Un homme jeté sur une île déserte y fait la découverte d’un œuf pondu par un
oiseau inconnu. Il le fait incuber au soleil, puis il élève l’être étrange qui
vient au monde. Mais cette créature inconnue et qu’il a adoptée, tente de le
tuer et lui-même ne doit son salut qu’à la fuite. »
Rappeler ainsi
publiquement au nouveau compagnon de route que la révolution pouvait accoucher
d’un monstre, rappeler à l’auteur de la Machine à explorer le temps que la
philosophie progressiste n’aboutirait sans doute qu’à créer des ignobles « Eloïs »
et des sinistres « Morlocks » ne manquait pas d’insolence.

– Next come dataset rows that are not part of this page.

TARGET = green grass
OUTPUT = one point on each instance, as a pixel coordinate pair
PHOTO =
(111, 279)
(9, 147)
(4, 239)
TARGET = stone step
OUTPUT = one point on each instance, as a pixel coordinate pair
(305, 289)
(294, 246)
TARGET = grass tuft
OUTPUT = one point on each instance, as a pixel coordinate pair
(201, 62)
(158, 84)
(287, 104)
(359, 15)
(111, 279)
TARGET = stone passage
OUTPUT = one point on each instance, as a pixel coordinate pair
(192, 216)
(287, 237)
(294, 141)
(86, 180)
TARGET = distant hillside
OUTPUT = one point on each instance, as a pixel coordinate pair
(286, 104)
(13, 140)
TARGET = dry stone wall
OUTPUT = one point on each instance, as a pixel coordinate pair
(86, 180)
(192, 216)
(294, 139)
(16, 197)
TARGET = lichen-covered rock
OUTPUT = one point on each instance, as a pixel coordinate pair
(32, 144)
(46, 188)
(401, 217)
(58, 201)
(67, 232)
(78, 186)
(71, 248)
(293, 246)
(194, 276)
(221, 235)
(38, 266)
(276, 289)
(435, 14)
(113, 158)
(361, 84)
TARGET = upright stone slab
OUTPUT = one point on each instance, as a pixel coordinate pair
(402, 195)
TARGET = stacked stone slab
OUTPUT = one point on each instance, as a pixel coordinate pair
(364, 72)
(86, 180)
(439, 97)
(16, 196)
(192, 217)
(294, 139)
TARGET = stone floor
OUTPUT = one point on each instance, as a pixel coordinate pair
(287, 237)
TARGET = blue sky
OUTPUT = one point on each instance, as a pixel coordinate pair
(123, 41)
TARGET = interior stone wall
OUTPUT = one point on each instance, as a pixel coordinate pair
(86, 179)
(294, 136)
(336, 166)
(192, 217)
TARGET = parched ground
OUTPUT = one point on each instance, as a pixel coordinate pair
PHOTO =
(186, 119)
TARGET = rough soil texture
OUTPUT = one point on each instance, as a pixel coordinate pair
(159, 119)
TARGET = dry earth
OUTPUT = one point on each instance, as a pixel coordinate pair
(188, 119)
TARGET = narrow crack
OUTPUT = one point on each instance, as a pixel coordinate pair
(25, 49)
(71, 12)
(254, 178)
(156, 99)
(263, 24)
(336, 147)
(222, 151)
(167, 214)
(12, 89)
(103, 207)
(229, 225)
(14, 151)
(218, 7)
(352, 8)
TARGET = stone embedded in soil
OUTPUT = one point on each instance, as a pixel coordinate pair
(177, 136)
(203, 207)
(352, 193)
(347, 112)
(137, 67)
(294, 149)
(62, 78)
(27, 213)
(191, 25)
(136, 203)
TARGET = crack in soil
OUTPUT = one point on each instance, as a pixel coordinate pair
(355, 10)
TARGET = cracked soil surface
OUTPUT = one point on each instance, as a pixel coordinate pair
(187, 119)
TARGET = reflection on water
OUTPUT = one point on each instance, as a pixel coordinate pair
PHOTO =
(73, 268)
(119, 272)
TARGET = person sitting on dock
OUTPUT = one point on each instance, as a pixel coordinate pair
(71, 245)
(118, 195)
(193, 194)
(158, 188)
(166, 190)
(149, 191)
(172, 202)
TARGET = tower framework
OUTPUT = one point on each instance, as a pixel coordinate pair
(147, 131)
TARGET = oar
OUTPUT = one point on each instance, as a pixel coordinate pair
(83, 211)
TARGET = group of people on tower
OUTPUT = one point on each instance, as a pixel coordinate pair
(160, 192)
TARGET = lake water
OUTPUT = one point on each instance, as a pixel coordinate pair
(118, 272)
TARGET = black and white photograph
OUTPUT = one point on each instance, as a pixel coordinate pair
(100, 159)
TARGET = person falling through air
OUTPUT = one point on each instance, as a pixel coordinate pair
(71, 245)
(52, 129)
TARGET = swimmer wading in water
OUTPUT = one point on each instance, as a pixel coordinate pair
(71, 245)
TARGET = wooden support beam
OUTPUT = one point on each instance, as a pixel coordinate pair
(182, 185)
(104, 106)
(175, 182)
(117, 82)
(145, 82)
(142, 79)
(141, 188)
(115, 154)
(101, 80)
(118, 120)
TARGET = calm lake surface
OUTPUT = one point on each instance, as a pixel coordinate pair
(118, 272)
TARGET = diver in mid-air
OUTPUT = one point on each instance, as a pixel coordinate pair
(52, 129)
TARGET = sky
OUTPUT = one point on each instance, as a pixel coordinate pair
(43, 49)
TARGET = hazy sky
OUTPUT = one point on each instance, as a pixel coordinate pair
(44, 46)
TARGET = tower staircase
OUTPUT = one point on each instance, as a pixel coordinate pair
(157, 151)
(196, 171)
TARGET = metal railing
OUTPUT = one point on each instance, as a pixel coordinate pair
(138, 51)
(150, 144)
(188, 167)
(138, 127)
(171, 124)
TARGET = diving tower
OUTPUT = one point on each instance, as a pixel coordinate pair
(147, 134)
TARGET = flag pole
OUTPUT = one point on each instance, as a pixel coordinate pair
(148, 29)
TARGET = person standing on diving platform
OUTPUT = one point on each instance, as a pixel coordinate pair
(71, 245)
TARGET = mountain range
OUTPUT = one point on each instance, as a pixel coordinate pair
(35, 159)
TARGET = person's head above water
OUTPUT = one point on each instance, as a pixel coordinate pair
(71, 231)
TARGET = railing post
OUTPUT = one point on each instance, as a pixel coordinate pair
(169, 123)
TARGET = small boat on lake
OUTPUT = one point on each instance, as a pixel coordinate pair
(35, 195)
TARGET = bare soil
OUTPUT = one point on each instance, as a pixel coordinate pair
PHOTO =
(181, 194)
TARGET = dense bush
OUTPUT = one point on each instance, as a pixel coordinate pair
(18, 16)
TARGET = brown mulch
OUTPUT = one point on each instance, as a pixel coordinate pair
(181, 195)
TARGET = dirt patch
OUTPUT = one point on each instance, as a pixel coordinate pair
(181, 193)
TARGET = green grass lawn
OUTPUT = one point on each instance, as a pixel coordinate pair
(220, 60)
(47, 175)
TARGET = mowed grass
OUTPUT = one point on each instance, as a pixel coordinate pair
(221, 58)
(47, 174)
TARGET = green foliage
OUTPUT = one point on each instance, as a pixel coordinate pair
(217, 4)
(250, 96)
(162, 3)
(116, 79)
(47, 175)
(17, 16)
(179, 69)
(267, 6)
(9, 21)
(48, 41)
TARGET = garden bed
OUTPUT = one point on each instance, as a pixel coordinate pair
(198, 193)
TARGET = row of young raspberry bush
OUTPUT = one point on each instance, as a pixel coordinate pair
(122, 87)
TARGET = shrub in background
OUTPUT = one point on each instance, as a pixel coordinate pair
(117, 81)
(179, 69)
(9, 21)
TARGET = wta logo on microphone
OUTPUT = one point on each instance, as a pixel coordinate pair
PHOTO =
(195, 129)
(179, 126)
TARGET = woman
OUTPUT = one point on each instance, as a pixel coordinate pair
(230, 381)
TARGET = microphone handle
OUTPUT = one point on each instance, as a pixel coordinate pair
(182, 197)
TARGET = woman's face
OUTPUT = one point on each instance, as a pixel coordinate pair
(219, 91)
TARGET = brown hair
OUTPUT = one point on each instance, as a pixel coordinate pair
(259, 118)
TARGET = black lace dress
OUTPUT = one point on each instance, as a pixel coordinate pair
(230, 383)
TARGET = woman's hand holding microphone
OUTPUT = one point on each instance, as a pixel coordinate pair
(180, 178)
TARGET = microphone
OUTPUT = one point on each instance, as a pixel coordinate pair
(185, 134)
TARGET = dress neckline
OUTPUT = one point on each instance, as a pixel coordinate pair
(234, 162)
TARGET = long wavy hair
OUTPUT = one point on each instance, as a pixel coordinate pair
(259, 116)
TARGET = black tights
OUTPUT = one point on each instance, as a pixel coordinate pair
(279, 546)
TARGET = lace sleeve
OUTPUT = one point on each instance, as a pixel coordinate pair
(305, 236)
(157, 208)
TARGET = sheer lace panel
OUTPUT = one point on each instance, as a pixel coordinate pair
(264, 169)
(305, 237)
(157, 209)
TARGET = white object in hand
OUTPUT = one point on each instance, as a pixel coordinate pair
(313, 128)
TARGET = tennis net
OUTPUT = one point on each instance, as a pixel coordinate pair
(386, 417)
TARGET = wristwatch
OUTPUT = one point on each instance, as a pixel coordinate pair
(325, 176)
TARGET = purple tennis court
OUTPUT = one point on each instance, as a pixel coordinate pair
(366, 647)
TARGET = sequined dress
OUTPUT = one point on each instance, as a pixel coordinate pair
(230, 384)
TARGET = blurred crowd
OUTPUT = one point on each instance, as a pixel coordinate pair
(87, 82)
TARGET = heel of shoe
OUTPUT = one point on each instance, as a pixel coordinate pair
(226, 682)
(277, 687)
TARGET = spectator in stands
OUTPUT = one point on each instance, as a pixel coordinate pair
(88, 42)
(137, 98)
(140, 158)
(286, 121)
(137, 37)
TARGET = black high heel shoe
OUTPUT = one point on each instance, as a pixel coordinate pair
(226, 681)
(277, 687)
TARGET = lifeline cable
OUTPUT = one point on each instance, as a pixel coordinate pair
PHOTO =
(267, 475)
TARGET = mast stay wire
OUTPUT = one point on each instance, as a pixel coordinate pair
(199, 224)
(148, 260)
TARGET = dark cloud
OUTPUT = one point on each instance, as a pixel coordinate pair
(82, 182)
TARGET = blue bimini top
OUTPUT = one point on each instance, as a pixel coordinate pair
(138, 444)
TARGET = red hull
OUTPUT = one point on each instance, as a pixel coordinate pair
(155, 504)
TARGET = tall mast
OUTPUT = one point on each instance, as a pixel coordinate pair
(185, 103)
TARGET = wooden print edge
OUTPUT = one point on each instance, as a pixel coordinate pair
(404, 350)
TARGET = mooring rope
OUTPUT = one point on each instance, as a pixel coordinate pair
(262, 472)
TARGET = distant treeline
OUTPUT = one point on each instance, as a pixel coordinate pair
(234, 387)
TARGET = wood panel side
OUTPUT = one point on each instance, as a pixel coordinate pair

Mais cela
ne devrait-il nous étonner, venant de l’auteur de cette singulière
nouvelle : « L’Attrapeur de rat » ? Située dans les
locaux labyrinthiques et glacés de la Maison des Arts elle-même, l’action nous
fait découvrir un banquet clandestin de jouisseurs qui sont conduits par le
Grand Affranchisseur en Chef.
Grine eut beaucoup de succès pendant la N.E.P. La revue Terre Vierge publia son roman, Le Monde étincelant. En 1924, il s’installe en Crimée, d’abord à Féodossia, puis à Stary Krym, où il acquiert une maisonnette rudimentaire, blanchie à la chaux. L’Écuyère des vagues, littéralement « Celle qui court sur les vagues », paraît en 1928. En 1930, c’est le Chemin de nulle part. Grine commence la rédaction d’une autobiographie qu’il laissera largement inachevée.